I'm not giving up on my quest for energy. Hero keeps telling me it takes time. All I know is I'm done giving it my time, life is getting shorter every day. Time is wasting. I'm restless. I'm not really feeling poor me... I'm feeling lets get out and make things happen despite it all.

Sometimes, Health just gets in your way.


So. I have some explaining to do. Again. I typically am not the type to take on a project, and walk away from it for a month, just casually throwing my hands up in the air, oh la dee dah. Fidledee dee, I have better things to do like sip a nice cool lemonade out on the veranda. To be clear, I have not gone all Scarlet O'Hara on you. Thank you for caring, those who popped by and commented and I know my site meter is showing many more passersby wondering whats up in here.

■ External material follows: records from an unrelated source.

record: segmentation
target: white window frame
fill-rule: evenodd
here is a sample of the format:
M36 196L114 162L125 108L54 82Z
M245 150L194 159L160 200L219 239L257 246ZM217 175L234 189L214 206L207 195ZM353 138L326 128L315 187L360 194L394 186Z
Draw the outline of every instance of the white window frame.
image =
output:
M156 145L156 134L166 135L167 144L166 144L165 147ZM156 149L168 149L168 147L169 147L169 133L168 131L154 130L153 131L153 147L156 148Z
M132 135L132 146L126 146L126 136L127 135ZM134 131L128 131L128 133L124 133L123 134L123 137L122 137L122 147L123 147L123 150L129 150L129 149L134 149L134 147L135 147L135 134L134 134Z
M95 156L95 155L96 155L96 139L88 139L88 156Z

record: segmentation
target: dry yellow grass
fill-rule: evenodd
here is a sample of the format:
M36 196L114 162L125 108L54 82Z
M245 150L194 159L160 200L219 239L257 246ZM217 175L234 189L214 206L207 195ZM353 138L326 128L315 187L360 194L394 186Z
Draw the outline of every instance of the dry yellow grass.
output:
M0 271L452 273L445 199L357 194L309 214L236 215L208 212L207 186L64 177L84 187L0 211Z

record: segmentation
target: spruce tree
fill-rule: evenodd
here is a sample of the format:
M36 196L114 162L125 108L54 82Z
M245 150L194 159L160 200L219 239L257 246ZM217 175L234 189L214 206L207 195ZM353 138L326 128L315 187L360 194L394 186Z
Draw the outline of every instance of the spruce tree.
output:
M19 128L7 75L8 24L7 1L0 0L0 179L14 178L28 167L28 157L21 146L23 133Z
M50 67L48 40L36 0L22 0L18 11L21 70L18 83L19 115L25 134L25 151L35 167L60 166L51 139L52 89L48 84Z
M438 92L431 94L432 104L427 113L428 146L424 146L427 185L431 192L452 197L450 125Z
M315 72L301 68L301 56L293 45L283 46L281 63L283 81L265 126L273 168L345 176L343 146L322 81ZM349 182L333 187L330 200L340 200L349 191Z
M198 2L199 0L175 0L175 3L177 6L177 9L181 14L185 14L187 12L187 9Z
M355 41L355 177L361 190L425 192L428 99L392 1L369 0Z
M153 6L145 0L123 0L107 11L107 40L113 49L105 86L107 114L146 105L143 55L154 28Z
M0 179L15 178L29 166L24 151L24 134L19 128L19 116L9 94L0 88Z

First, the big things. I had been under the weather for a while. Since December, actually. Something that kind of came and went and came back with a vengeance but took hold of my energy like a dog with a bone that wouldn't let go. Last week, my body finally had enough and the husband got me to the hospital in time to make sure that a small perforation in my bowel didn't turn into anything horribly serious. I spent a week there in the hospital, and am home now recovering and will be working on revamping the website over the next few weeks. Everything old is, well... old. I'm sensing the need for fresh air and sunshine and dusting out corners. This old blog could use a little of that too.